Expert Talk and performance by Alan Powers and David Powell from Pollock’s Toy Museum
Talk starts at 7pm in the Verden Gallery. The museum will be open before and after the talk to view the exhibitions. Drinks and nibbles will be provided in the museum before the talk.
Good Fairies and Bold Buccaneers: The Art Revival of Toy Theatre in the early twentieth century
Toy Theatre has been an enduring if seldom mainstream element of English culture since the Regency period, associated above all with the publisher Benjamin Pollock of Hoxton. While he was continuing to sell his ‘Penny Plain and Twopence Coloured’ cut-out sheets into to the twentieth century, these gave inspiration for a revival of interest and new creations in the manner of the original miniature plays. The Irish artist Jack B Yeats, younger brother of W. B. Yeats, wrote and drew a number of plays, mostly about pirates, which were followed by three London Underground posters containing all the graphic material for mounting a play. Albert Rutherston, member of a famous artistic dynasty, was the artist for these. The recently discovered Pomona toy theatre, included in the Mary Wheelhouse exhibition, seems to belong to this movement, although the figures appear to have been three dimensional rather than the flat cardboard of tradition.

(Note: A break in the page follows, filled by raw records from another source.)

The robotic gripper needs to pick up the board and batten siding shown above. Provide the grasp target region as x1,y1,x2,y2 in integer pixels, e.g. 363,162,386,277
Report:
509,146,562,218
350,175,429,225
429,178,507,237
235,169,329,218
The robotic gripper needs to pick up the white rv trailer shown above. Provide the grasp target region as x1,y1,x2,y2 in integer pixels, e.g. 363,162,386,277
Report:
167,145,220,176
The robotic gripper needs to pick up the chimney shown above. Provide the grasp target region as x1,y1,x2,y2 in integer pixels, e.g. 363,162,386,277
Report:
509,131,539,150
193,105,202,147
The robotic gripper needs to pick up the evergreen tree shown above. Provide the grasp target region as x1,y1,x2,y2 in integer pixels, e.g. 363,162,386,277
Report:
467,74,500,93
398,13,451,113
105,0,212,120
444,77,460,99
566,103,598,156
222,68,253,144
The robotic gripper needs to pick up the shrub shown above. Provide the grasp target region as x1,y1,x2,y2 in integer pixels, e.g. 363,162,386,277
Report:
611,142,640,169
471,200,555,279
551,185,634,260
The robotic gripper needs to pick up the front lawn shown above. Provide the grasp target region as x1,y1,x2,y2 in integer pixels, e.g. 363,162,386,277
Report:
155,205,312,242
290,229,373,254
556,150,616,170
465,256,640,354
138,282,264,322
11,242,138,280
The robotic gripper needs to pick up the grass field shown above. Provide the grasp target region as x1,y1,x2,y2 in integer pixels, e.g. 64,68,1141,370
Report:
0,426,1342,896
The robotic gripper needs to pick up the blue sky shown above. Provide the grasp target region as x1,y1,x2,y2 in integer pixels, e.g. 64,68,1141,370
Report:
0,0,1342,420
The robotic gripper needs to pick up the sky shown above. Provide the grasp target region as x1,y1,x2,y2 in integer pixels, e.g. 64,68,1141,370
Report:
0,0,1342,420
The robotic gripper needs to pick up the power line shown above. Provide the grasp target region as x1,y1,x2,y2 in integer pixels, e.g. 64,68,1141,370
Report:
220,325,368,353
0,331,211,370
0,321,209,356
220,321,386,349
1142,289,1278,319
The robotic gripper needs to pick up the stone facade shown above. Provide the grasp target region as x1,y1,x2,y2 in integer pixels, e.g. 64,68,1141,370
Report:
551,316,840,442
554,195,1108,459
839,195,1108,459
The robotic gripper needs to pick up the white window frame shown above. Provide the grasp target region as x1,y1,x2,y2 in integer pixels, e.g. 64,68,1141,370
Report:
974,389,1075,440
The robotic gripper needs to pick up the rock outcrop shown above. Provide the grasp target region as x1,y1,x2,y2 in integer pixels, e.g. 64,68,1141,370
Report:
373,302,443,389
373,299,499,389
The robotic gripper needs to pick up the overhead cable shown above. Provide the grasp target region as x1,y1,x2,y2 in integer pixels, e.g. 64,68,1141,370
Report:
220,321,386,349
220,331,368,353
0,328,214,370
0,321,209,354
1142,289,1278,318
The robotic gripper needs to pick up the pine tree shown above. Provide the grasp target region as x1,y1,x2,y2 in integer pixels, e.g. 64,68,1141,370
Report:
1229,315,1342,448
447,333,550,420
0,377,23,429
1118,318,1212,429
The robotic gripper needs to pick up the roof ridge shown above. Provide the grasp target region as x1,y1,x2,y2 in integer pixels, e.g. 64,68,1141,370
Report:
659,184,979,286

Ranging over some of these largely forgotten intersections of illustration and performance, David Powell and Alan Powers, historians, collectors and practitioners of the art of Juvenile Drama, also Trustees of Pollock’s Toy Museum, will conclude with a performance of two of Jack Yeats’s dramas, James Flaunty, or the Terror of the Western Seas, and The Scourge of the Gulph.